# Dataset
Lets use [Sentiment Polarity Dataset 2.0](https://www.cs.cornell.edu/people/pabo/movie-review-data/), included in the `NLTK` library.<Br>
It consists of 1000 positive and 1000 negative processed reviews. Introduced in Pang/Lee ACL 2004. Released June 2004.

In [1]:
import nltk
from nltk.corpus import stopwords
from collections import defaultdict
from nltk import word_tokenize
import string
from nltk.probability import FreqDist

In [2]:
from nltk.corpus import movie_reviews as mr
print("The corpus contains %d reviews"% len(mr.fileids()))

The corpus contains 2000 reviews


## Shuffling

Lets shuffle the documents, otherwise they will remain sorted ["neg", "neg" ... "pos"]

In [3]:
import random
docnames=mr.fileids()
random.shuffle(docnames)

## Let's do it using some useful scikit-learn functions 


In [4]:
import sklearn
from sklearn.naive_bayes import MultinomialNB
from sklearn.feature_extraction.text import CountVectorizer
from sklearn.feature_extraction.text import TfidfVectorizer
from sklearn.metrics import classification_report

### Assuming that documents are shuffled
Go back to the shuffle section, and make sure `docnames` contain a shuffled list of documents 

In [5]:
documents=[]
tags = []
for doc in docnames:
    documents.append(mr.raw(doc))
    tags.append( doc.split('/')[0])

In [6]:
for i in range(2):
    print(tags[i], documents[i])

neg the second serial-killer thriller of the month is just awful . 
oh , it starts deceptively okay , with a handful of intriguing characters and some solid location work . 
after a baby-sitter gets gutted in the suit- ably spooky someone's-in-the-house prologue , parallel stories unfold , the first involving a texas sheriff ( r . lee emery ) , a gruesome double murder , and the arrival of a morose fbi agent ( dennis quaid ) on the eve of voting for the local lawman's reelection . 
the second pairs a hitch- hiker ( jared leto ) with a friendly former railroad worker ( danny glover ) . 
they're headed west , toward the rockies and away from the murder scene . 
which one is the killer ? 
well , it doesn't really matter , 'cause when writer/first-time director jeb stuart ( die hard ) finally spills the beans , you won't take his choice seriously anyway . 
the whole thing goes south about an hour in , with the tale taking hairpin turns that i certainly couldn't follow . 
and through the wh

In [7]:
numtrain = int(len(documents) * 80 / 100)  # number of training documents
train_documents, test_documents = documents[:numtrain], documents[numtrain:]
train_tags, test_tags = tags[:numtrain], tags[numtrain:]

In [8]:
vectorizer = CountVectorizer()
train_X = vectorizer.fit_transform(train_documents)
test_X = vectorizer.transform(test_documents)

In [23]:
print(vectorizer.get_feature_names()[1000:1100])
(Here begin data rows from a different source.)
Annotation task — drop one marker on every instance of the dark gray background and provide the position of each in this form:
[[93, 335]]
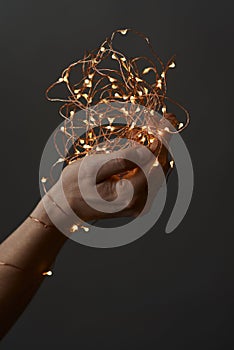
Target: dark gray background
[[161, 291]]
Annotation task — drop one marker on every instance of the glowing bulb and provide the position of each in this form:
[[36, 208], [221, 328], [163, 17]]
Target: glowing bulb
[[74, 228], [172, 163], [123, 31], [47, 273], [156, 163], [146, 70], [112, 79]]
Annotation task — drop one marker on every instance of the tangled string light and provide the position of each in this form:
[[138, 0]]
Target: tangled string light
[[111, 87]]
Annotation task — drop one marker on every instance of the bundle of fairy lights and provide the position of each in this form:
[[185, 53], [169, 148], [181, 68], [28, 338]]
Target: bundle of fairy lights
[[104, 87], [111, 87]]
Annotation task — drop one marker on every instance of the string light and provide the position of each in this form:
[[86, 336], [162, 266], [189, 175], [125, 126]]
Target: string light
[[101, 84]]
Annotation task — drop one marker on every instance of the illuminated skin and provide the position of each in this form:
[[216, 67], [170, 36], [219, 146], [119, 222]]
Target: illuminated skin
[[27, 254]]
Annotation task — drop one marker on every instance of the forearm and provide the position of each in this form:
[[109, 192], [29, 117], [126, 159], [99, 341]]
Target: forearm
[[32, 248]]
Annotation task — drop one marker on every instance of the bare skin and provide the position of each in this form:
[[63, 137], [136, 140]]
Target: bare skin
[[32, 248]]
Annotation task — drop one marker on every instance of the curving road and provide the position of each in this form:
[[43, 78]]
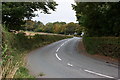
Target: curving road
[[62, 60]]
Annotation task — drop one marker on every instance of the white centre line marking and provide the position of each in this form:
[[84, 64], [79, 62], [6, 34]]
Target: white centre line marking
[[58, 57], [58, 50], [69, 64], [98, 74]]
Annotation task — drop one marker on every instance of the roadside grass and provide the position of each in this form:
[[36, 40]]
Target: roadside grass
[[107, 46], [23, 72], [14, 49]]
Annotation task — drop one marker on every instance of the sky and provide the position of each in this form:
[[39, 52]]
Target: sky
[[63, 13]]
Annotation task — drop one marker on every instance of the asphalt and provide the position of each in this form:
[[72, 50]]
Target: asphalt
[[62, 60]]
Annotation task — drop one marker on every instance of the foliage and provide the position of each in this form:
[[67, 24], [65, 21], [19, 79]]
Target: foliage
[[14, 13], [108, 46], [22, 72], [100, 19], [16, 46]]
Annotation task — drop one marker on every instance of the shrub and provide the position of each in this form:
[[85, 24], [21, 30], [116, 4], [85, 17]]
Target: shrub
[[108, 46]]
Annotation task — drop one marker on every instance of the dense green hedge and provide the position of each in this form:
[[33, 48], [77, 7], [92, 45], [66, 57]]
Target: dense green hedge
[[108, 46], [15, 47]]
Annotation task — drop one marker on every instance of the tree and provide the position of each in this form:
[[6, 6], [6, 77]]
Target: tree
[[14, 13], [100, 19]]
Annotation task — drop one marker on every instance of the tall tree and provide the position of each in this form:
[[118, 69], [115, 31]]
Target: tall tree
[[100, 19], [14, 13]]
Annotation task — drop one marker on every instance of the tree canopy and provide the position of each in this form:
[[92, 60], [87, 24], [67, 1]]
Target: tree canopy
[[14, 13], [100, 19]]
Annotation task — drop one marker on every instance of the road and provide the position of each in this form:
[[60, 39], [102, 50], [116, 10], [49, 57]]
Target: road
[[62, 60]]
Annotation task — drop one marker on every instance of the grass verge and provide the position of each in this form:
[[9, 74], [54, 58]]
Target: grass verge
[[14, 49], [107, 46]]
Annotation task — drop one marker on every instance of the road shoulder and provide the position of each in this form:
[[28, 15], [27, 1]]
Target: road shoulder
[[81, 49]]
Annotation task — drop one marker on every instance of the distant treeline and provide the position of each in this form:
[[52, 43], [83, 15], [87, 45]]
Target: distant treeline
[[56, 27]]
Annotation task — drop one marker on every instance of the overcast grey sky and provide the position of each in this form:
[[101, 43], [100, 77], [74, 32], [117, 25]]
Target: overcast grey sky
[[63, 13]]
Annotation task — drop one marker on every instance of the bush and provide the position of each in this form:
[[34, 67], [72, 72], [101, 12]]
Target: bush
[[108, 46]]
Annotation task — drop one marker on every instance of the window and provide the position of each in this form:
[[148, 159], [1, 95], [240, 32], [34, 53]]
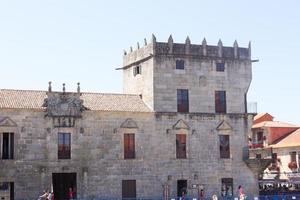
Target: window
[[220, 101], [137, 70], [129, 146], [182, 100], [7, 190], [227, 187], [224, 146], [128, 189], [64, 146], [7, 146], [260, 136], [181, 187], [180, 146], [179, 64], [274, 158], [220, 67], [293, 156]]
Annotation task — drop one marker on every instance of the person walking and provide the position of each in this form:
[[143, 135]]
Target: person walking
[[71, 194]]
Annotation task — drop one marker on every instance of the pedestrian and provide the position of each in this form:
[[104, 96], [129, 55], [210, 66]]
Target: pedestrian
[[50, 195], [240, 192], [71, 194], [182, 196], [201, 194], [44, 196]]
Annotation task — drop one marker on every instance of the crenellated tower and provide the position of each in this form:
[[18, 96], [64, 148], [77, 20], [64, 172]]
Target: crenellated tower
[[167, 73]]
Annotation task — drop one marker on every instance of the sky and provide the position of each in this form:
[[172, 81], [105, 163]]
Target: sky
[[70, 41]]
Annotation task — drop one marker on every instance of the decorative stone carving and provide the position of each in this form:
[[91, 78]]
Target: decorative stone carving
[[129, 123], [64, 107], [180, 124], [6, 121], [224, 126]]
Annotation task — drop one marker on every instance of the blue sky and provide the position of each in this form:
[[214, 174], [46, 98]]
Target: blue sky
[[71, 41]]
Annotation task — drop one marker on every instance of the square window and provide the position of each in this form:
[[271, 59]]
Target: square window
[[220, 67], [179, 64], [64, 146]]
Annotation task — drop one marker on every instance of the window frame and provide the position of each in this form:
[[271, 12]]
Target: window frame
[[179, 64], [220, 66], [137, 70], [227, 182], [182, 100], [64, 149], [7, 145], [224, 150], [129, 146]]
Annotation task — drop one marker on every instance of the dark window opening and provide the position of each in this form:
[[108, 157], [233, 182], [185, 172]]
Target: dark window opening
[[129, 146], [182, 100], [64, 146], [137, 70], [258, 156], [224, 146], [274, 158], [227, 187], [179, 64], [260, 137], [128, 189], [7, 190], [220, 101], [220, 67], [181, 146], [293, 156], [181, 187], [8, 146]]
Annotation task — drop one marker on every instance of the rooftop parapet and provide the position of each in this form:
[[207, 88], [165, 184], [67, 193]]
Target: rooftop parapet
[[187, 49]]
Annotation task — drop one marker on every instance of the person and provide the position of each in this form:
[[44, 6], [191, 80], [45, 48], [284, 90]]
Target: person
[[71, 194], [241, 193], [214, 197], [182, 196], [44, 196], [201, 194], [50, 196]]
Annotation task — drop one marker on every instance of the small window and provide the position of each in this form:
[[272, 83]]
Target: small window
[[64, 146], [129, 189], [274, 158], [293, 156], [129, 146], [137, 70], [181, 146], [224, 146], [227, 187], [7, 146], [179, 64], [182, 100], [220, 101], [220, 67]]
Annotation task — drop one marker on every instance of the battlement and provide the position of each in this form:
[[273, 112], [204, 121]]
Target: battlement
[[186, 49]]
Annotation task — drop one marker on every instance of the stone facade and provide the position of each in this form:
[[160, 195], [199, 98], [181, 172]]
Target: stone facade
[[97, 146]]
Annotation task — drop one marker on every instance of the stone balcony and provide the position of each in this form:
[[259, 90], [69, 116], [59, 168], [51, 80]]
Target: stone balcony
[[257, 159]]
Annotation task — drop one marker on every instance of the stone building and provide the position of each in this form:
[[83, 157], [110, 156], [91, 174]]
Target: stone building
[[180, 126]]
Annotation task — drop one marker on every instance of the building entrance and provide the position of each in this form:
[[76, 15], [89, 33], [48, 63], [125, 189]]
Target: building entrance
[[62, 182]]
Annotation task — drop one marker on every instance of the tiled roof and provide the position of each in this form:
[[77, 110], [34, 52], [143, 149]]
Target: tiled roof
[[290, 140], [274, 124], [33, 99], [260, 115]]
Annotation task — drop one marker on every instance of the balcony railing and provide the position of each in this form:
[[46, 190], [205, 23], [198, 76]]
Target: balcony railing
[[251, 107]]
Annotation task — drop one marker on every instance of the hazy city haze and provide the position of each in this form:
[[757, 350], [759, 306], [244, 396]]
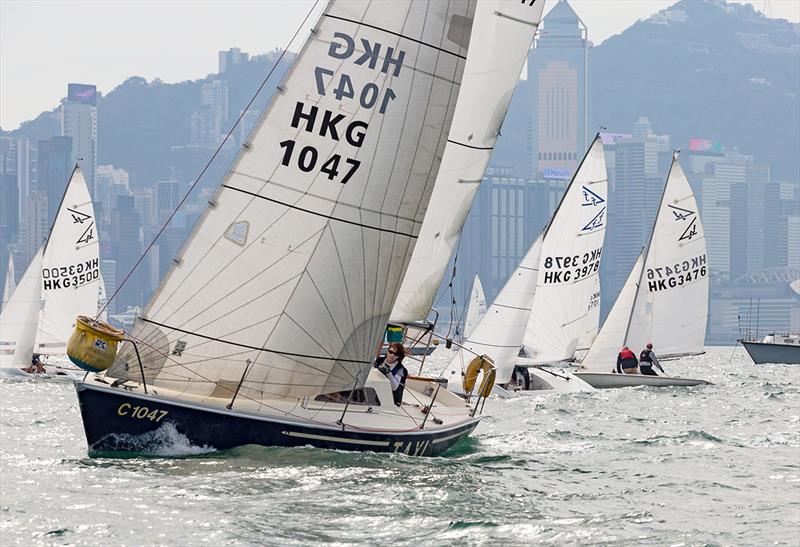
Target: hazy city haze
[[44, 45]]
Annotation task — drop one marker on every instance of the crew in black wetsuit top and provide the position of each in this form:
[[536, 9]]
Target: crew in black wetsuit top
[[392, 366]]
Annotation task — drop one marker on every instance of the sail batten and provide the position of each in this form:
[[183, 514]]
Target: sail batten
[[285, 285]]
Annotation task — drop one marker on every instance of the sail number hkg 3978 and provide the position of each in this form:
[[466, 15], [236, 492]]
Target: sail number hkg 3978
[[326, 123]]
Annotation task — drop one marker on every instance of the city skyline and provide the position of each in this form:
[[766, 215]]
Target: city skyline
[[137, 47]]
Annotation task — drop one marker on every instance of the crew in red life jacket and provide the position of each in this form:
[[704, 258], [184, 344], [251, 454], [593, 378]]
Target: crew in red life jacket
[[648, 360], [626, 362]]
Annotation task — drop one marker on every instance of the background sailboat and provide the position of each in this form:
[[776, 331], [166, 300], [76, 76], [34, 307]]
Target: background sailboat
[[664, 300], [61, 283], [11, 280], [562, 263]]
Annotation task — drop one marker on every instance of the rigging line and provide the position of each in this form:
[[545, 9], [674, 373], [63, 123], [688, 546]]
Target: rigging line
[[208, 164], [256, 348], [396, 34], [309, 211]]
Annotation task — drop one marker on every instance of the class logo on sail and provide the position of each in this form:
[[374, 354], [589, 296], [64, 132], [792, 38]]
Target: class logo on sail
[[681, 215]]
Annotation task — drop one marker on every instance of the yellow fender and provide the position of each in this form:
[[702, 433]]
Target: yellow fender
[[481, 363]]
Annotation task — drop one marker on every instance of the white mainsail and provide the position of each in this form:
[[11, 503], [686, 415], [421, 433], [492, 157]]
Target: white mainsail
[[70, 273], [602, 355], [665, 299], [285, 285], [19, 317], [497, 56], [499, 334], [476, 308], [570, 264], [11, 281]]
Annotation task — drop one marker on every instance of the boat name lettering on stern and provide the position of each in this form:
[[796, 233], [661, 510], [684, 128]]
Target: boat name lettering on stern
[[565, 269], [668, 277], [341, 86], [141, 412]]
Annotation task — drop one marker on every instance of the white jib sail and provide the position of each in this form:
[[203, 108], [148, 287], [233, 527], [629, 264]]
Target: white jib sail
[[70, 268], [286, 283], [476, 308], [11, 280], [602, 355], [19, 317], [671, 305], [499, 334], [496, 58], [570, 264]]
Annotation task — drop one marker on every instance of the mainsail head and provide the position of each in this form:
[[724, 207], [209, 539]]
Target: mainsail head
[[286, 283]]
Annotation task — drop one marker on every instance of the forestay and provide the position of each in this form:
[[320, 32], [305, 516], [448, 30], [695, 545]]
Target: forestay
[[285, 285], [499, 334], [19, 317], [496, 58], [671, 305], [602, 355], [11, 281], [476, 308], [566, 288], [70, 268]]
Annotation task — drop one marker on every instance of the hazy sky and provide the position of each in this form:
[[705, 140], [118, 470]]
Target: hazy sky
[[46, 44]]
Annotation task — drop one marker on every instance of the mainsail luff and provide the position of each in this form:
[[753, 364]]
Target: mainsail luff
[[496, 58], [297, 268], [570, 263], [70, 270]]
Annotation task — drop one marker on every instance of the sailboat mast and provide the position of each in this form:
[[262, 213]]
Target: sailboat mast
[[647, 249]]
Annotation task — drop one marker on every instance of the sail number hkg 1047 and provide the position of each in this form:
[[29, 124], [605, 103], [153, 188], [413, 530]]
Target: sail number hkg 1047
[[326, 123], [563, 269]]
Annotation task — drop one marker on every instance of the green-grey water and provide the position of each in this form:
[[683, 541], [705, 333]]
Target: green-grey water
[[713, 465]]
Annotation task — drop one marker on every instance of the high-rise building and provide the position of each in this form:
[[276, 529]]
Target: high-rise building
[[79, 122], [54, 167], [558, 82], [233, 56]]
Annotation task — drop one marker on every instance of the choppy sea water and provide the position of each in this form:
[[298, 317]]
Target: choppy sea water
[[715, 465]]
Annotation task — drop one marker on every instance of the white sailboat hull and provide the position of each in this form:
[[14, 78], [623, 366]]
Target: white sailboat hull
[[607, 380]]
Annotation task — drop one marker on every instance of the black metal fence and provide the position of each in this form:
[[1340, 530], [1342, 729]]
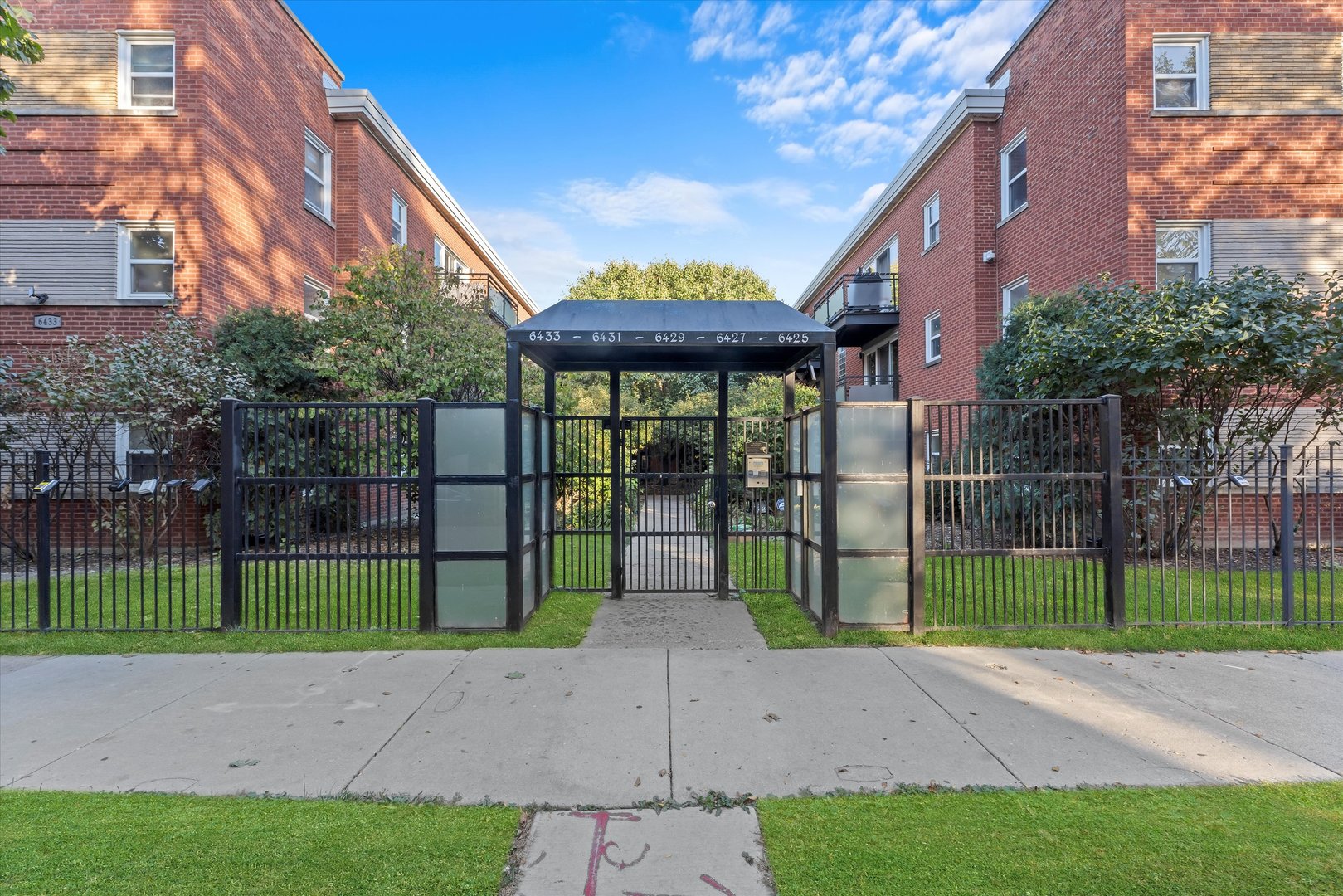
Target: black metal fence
[[86, 547]]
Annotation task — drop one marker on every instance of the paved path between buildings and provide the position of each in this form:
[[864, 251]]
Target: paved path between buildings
[[618, 727], [693, 621]]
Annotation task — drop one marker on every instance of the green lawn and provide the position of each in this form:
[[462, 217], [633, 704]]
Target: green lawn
[[783, 625], [562, 622], [65, 843], [1275, 839]]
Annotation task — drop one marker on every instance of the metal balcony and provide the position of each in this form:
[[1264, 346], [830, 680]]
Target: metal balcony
[[483, 284], [859, 308], [868, 387]]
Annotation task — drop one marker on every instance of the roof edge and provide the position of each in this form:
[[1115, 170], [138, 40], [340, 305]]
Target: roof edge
[[993, 73], [359, 104], [971, 104], [310, 38]]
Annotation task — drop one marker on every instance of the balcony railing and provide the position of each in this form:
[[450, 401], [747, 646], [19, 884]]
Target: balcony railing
[[869, 387], [859, 293], [483, 284]]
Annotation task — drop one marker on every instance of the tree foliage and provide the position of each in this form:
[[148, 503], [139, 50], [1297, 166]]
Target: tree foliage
[[401, 331], [693, 280], [273, 349], [1208, 364], [17, 43]]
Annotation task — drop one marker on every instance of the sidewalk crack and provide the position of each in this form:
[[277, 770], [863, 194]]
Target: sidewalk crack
[[963, 727], [405, 722]]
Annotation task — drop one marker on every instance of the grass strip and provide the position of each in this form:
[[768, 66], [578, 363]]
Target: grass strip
[[74, 843], [1260, 839]]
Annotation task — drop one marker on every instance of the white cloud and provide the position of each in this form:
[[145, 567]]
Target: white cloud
[[728, 28], [796, 152], [874, 78], [536, 249], [650, 199], [700, 206]]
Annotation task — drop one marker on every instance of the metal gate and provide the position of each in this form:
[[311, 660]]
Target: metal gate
[[668, 501]]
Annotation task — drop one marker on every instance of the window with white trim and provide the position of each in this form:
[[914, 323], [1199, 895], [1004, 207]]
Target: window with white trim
[[1180, 251], [140, 457], [145, 260], [147, 69], [317, 175], [1015, 175], [316, 296], [1180, 71], [1015, 295], [932, 222], [932, 450], [932, 338], [398, 221]]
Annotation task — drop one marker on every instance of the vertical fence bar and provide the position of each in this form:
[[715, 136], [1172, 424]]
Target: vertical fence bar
[[230, 457], [1112, 509], [425, 407], [43, 543], [1287, 542], [917, 511]]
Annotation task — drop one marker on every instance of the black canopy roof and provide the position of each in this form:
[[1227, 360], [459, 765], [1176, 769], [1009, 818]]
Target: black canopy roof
[[669, 334]]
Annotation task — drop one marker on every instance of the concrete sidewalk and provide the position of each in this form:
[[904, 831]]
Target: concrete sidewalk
[[618, 727]]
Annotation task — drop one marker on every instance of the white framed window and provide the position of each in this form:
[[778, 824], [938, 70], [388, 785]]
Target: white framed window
[[137, 458], [1180, 71], [932, 338], [147, 71], [398, 221], [314, 299], [317, 175], [932, 450], [1180, 250], [1015, 295], [145, 260], [932, 222], [1015, 175]]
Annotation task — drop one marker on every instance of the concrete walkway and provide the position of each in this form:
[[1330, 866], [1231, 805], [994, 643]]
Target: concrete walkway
[[618, 727]]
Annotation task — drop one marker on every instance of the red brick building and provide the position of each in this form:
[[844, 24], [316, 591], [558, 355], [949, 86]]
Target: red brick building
[[203, 155], [1156, 140]]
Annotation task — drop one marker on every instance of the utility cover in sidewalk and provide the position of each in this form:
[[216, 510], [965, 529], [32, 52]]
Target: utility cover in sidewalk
[[616, 852]]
['adrian', 'adrianne', 'adrien', 'adrienne', 'adrift', 'adroit', 'adroitly', 'ads', 'adulation', 'adult', 'adulterer', 'adulterous', 'adultery', 'adulthood', 'adultrous', 'adults', 'advance', 'advanced', 'advancement', 'advances', 'advancing', 'advantage', 'advantaged', 'advantages', 'advent', 'adventure', 'adventurer', 'adventures', 'adventurous', 'adversarial', 'adversaries', 'adversary', 'adverse', 'adversely', 'adversity', 'advertise', 'advertised', 'advertisement', 'advertisements', 'advertiser', 'advertising', 'advertisment', 'advice', 'advil', 'advisable', 'advise', 'advised', 'adviser', 'advisers', 'advises', 'advising', 'advisor', 'advisors', 'advocate', 'advocated', 'advocates', 'advocating', 'aerial', 'aerosmith', 'aerospace', 'aesthetic', 'aesthetically', 'aesthetics', 'afa', 'afar', 'afeminite', 'affability', 'affable', 'affair', 'affairs', 'affay', 'affect', 'affectations', 'affected', 'affecting', 'affection', 'affectionate', 'affectionately', 'affections', 'affects', 'a

In [24]:
print(train_X.shape, test_X.shape)

(1600, 36284) (400, 36284)


In [25]:
classifier = MultinomialNB()

In [27]:
classifier.fit(train_X, train_tags)

MultinomialNB()

In [28]:
pred = classifier.predict(test_X)

In [29]:
score = sklearn.metrics.accuracy_score(test_tags, pred)
print("accuracy:   %0.3f" % score)

accuracy:   0.807


# Como usar o classificador para processar frases novas?

1. É necessário fazer exatamente o mesmo processamento que foi anteriormente feito ao conjunto de teste.
2. Aplicar o classificador ao resultado desses processamento

In [30]:
frases = ["I love movies very much", 
          "I hate my stupid life"]
frases_X = vectorizer.transform(frases)
classifier.predict(frases_X)

array(['pos', 'neg'], dtype='<U3')